Figure 7 presents the progressive estimation of the percentage of remaining parts for each of the test pistons at various points throughout their life cycle. The FPI value of each produced part is shown as a blue point, while the average trend for the exponential function derived from the training set is shown as a dotted red line. The dark blue line represents the corrected trend, obtained by adjusting the average exponential curve based on the residual values associated with each part for the current piston. Additionally, the orange and green vertical lines indicate the estimated range marking the end of the life cycle; specifically, these points correspond to the intersection of the corrected trend and the threshold value, considering both plus and minus one standard deviation. This visualization provides a clear and interpretable summary of the model’s performance, highlighting the variability inherent in the predictions and offering a practical estimation window for the remaining useful life of the components.
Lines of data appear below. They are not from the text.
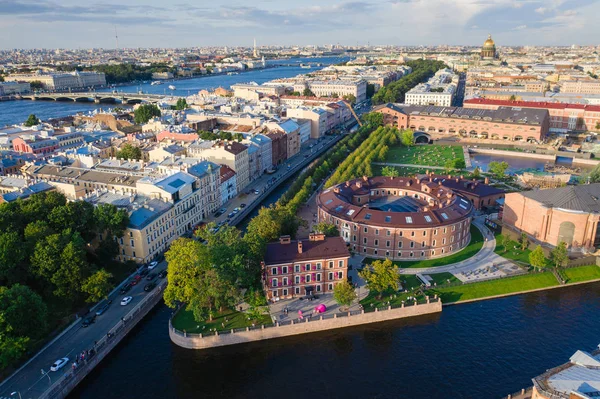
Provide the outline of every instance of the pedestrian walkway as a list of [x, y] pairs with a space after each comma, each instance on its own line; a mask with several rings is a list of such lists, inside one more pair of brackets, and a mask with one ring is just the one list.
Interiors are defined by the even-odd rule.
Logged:
[[373, 165], [380, 166], [400, 166], [402, 168], [422, 168], [422, 169], [436, 169], [436, 170], [446, 170], [443, 166], [430, 166], [430, 165], [415, 165], [412, 163], [391, 163], [391, 162], [372, 162]]

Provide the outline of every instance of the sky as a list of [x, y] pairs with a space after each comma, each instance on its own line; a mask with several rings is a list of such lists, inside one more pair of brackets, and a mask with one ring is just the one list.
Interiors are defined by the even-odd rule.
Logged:
[[600, 0], [0, 0], [0, 48], [598, 45]]

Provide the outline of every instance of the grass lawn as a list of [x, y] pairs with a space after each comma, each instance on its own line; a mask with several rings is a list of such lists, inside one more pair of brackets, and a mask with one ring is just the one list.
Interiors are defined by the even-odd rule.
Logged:
[[[508, 245], [508, 251], [504, 252], [504, 245], [502, 245], [502, 234], [498, 234], [496, 236], [496, 252], [498, 255], [505, 257], [506, 259], [514, 260], [516, 262], [523, 262], [529, 264], [529, 254], [531, 251], [526, 249], [525, 251], [521, 251], [521, 244], [516, 241], [510, 241]], [[515, 249], [515, 247], [517, 247]]]
[[[225, 321], [227, 319], [227, 321]], [[271, 324], [271, 316], [268, 314], [263, 315], [262, 319], [259, 320], [256, 325]], [[225, 327], [223, 327], [223, 325]], [[182, 308], [175, 317], [173, 317], [173, 327], [180, 331], [186, 331], [188, 333], [208, 333], [212, 329], [231, 330], [232, 328], [245, 328], [251, 327], [252, 321], [248, 320], [245, 313], [238, 312], [236, 310], [225, 309], [223, 312], [218, 313], [213, 321], [196, 321], [194, 314], [191, 311], [187, 311]]]
[[428, 295], [438, 294], [443, 303], [451, 303], [556, 285], [558, 285], [556, 277], [551, 272], [544, 272], [463, 284], [455, 287], [434, 288], [427, 290], [426, 293]]
[[406, 290], [418, 288], [423, 284], [414, 274], [403, 274], [400, 277], [400, 282], [402, 283], [402, 288]]
[[571, 267], [562, 269], [561, 274], [565, 277], [567, 284], [595, 280], [600, 278], [600, 267], [596, 265]]
[[[387, 290], [384, 291], [381, 299], [377, 299], [376, 296], [377, 293], [371, 291], [365, 299], [360, 301], [361, 305], [363, 305], [365, 310], [387, 306], [388, 302], [390, 302], [390, 305], [399, 306], [400, 304], [402, 304], [402, 301], [406, 301], [406, 298], [408, 298], [409, 296], [415, 296], [415, 294], [412, 292], [396, 292], [394, 290]], [[417, 298], [421, 300], [424, 298], [424, 295], [417, 295]]]
[[[441, 173], [441, 174], [446, 173], [445, 171], [443, 171], [441, 169], [431, 169], [431, 168], [428, 168], [427, 166], [423, 166], [422, 168], [411, 168], [411, 167], [404, 167], [404, 166], [390, 166], [390, 167], [396, 169], [398, 171], [399, 176], [424, 175], [425, 172], [427, 172], [428, 170], [430, 172], [433, 171], [433, 172]], [[383, 165], [371, 165], [371, 169], [373, 170], [373, 176], [382, 176], [381, 170], [383, 168], [384, 168]]]
[[[460, 262], [465, 259], [469, 259], [475, 255], [483, 247], [483, 236], [479, 229], [471, 225], [471, 242], [469, 245], [464, 247], [460, 252], [456, 252], [452, 255], [445, 256], [443, 258], [426, 259], [426, 260], [407, 260], [407, 261], [394, 261], [394, 264], [399, 268], [425, 268], [425, 267], [436, 267], [446, 266], [452, 263]], [[374, 259], [365, 258], [363, 263], [372, 263]]]
[[[435, 273], [435, 274], [429, 273], [426, 275], [433, 279], [431, 284], [433, 284], [433, 283], [436, 283], [437, 285], [452, 284], [452, 283], [458, 283], [460, 281], [459, 279], [454, 277], [454, 274], [448, 273], [448, 272]], [[448, 281], [448, 280], [450, 280], [450, 281]]]
[[385, 162], [444, 166], [448, 159], [464, 160], [462, 147], [455, 145], [395, 146], [390, 148], [385, 157]]

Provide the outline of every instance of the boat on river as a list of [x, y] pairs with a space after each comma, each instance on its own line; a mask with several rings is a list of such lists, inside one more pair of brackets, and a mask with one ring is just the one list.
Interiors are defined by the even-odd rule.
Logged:
[[161, 82], [160, 80], [155, 80], [154, 82], [150, 83], [151, 86], [158, 86], [163, 84], [163, 82]]

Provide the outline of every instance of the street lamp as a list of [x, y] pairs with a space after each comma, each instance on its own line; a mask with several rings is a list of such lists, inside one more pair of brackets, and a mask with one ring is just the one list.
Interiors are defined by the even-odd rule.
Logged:
[[19, 394], [19, 399], [23, 399], [23, 398], [21, 398], [21, 392], [18, 392], [18, 391], [11, 393], [10, 396], [15, 396], [16, 394]]

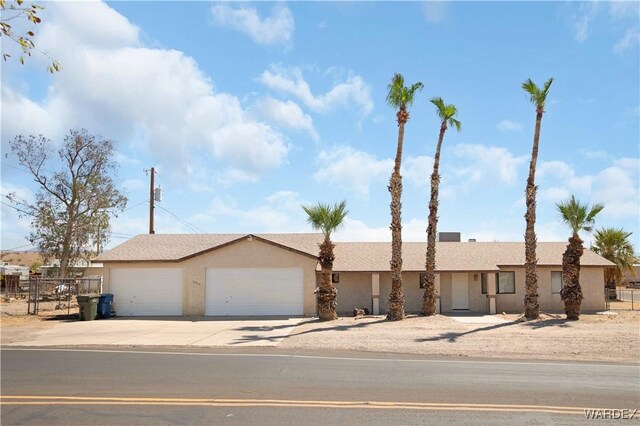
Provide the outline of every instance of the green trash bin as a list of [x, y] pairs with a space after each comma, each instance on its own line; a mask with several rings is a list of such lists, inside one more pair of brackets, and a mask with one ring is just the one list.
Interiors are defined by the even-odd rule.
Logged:
[[98, 318], [99, 295], [77, 296], [80, 307], [80, 321], [91, 321]]

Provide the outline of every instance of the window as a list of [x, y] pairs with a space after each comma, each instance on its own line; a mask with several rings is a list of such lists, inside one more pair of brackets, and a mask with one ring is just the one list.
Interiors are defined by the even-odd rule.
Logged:
[[562, 282], [562, 272], [551, 272], [551, 294], [559, 294], [564, 287]]
[[487, 294], [487, 274], [480, 274], [480, 287], [482, 288], [482, 294]]
[[340, 283], [340, 274], [331, 274], [331, 282], [333, 284], [339, 284]]
[[498, 272], [496, 274], [496, 284], [498, 284], [498, 294], [515, 294], [516, 292], [516, 273], [515, 272]]
[[427, 274], [426, 272], [421, 272], [420, 273], [420, 288], [426, 288], [427, 287]]

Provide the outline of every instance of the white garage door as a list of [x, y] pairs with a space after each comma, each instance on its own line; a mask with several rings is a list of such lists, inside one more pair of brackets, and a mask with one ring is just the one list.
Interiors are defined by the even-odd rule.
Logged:
[[118, 316], [182, 315], [182, 269], [111, 269], [109, 292]]
[[302, 269], [207, 269], [205, 315], [302, 315]]

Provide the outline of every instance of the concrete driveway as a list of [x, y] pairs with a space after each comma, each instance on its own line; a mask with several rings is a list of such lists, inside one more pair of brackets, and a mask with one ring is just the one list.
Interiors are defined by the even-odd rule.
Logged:
[[278, 346], [305, 318], [111, 318], [69, 321], [7, 346]]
In particular, it is observed that each piston in the test set falls into one of the three possible estimation outcomes: underestimation, where the model predicts less remaining life than is actually present; overestimation, where the predicted remaining life exceeds the true value; and accurate prediction, where the estimation closely matches the actual remaining life. This variability highlights both the strengths and limitations of the proposed methodology, emphasizing the importance of understanding the conditions under which the model reliably performs versus when it tends to deviate. Such insights are critical for refining the approach and ensuring more consistent predictive performance across diverse operating scenarios.

In Table 2, the predicted threshold values for each chunk are presented, with the rows shaded in grey specifically highlighting the chunks that correspond to the actual EOL cycle for each piston in the test set.

Figure 7 and table 2 shows that only the third piston EOL is included in the estimated interval, while piston 1 lasts an additional 18% on the predicted Upper Threshold, and piston 2 lasts about 9% under the Lower Threshold. However, it is not easy to interpret these results as under or over estimations for the RUL. The data used for training and testing were not obtained in a controlled environment where the maximum acceptable RUL was pursued. These data come from standard factory operation where pistons are changed on a preventive maintenance agenda, that requires changing the piston head after a fixed number of operations. Moreover, the number of performed operations usually changes due to other operational criteria, such as the convenience of performing a programmed stop to change the piston head, or the detection of anomalies after the injection stage.

Even with these caveats, the proposed approach is considered as a potential valuable tool for plant operators and managers, to perform predictive maintenance of the piston head.